Zur Skepsis gegenüber den Verrücktheiten des Medienbetriebs beigetragen haben sicher auch die Erfahrungen, die Miroslav Klose rund um die Weltmeisterschaft 2010 gemacht hat, als er unvermittelt in eine Diskussion geriet, die nur wenig mit ihm und viel mit deutsch-polnischen Aggregatzuständen zu tun hatte. Nach den berauschenden Auftritten der deutschen Mannschaft in Südafrika wiesen Vertreter der deutschen Minderheit in Oberschlesien nicht ohne Stolz darauf hin, dass die meisten deutschen Tore von gebürtigen Oberschlesiern, von Miroslav Klose aus Oppeln und Lukas Podolski aus Gleiwitz, erzielt wurden. Was wiederum das polnische Boulevard-Magazin „Fakt“ zum Anlass nahm, Kloses Vater Jozef mit allerlei Sätzen zu zitieren, die vermeintlich wenig zur fragilen deutsch-polnischen Aussöhnung passten. „Ich bin Schlesier und Europäer. Alles, was Miroslav im Fußball erreicht hat, verdankt er deutschen Klubs und mir.“ Schlagzeilen voller Kolportage, die Miroslav Klose heute noch sichtlich zornig machen. „Es ist damals so viel Blödsinn und Quatsch in den polnischen Medien erfunden und geschrieben worden“, sagt er. „Meine Eltern und ich haben so etwas nie gesagt.“
Zumal Kloses Lebenswirklichkeit mit den holzschnittartigen Klischees nur wenig zu tun hat. Da sind Onkel und Tante und deren Kinder, die bis heute in Schlesien leben. Da sind Kloses Kinder, die zweisprachig aufwachsen. Da ist schließlich Klose selbst, der um die bewegte Geschichte Schlesiens und seiner Bevölkerung im 20. Jahrhundert weiß, und dem schon deshalb jegliche Ressentiments fremd sind. Und so gab er dann auch vor dem Testspiel gegen Polen im Herbst letzten Jahres zu Protokoll, der freundschaftliche Kick sei „etwas ganz Besonderes“, um dann in der ihm eigenen Uneigentlichkeit festzustellen: „Man ist dort geboren, man beherrscht die Sprache.“ Klose weiß natürlich auch, dass er und Lukas Podolski im Sommer ganz besonders unter Beobachtung stehen werden, ungeachtet der Tatsache, dass die deutsche Elf in der Gruppenphase zunächst nur in ukrainischen Stadien antreten wird.
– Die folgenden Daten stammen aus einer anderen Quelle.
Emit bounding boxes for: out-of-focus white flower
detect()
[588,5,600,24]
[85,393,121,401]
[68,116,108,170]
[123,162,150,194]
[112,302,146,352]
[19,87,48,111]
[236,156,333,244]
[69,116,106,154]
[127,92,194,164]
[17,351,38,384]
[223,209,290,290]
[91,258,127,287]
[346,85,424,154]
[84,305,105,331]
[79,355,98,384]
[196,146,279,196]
Doch der Spielplan führt die deutsche und die polnische Gruppe schon im Viertelfinale zusammen. Viel Stoff wäre das für die niedere Sportpsychologie, für melodramatische Artikel über die von zwiespältigen Heimatgefühlen geplagten Stürmer. Womöglich hilft tatsächlich eine europäische Perspektive, wie Klose überhaupt schon den Blick über das Turnier hinaus richtet. Noch ein Jahr läuft der Vertrag bei Lazio. Und die Nationalelf? „Wenn ich mich körperlich fit fühle, wäre auch die WM 2014 in Brasilien ein lohnendes Ziel.“ Und wiederum danach? Wie schon erwähnt, mehr Zeit für die Familie. Und beruflich? Miroslav Klose weiß es noch nicht. Vielleicht wird er den Trainerschein machen. Er hat sich jedenfalls auch in diesem Fall vorgenommen, seinen Kopf zu benutzen. Wie damals in Leverkusen gegen Albanien.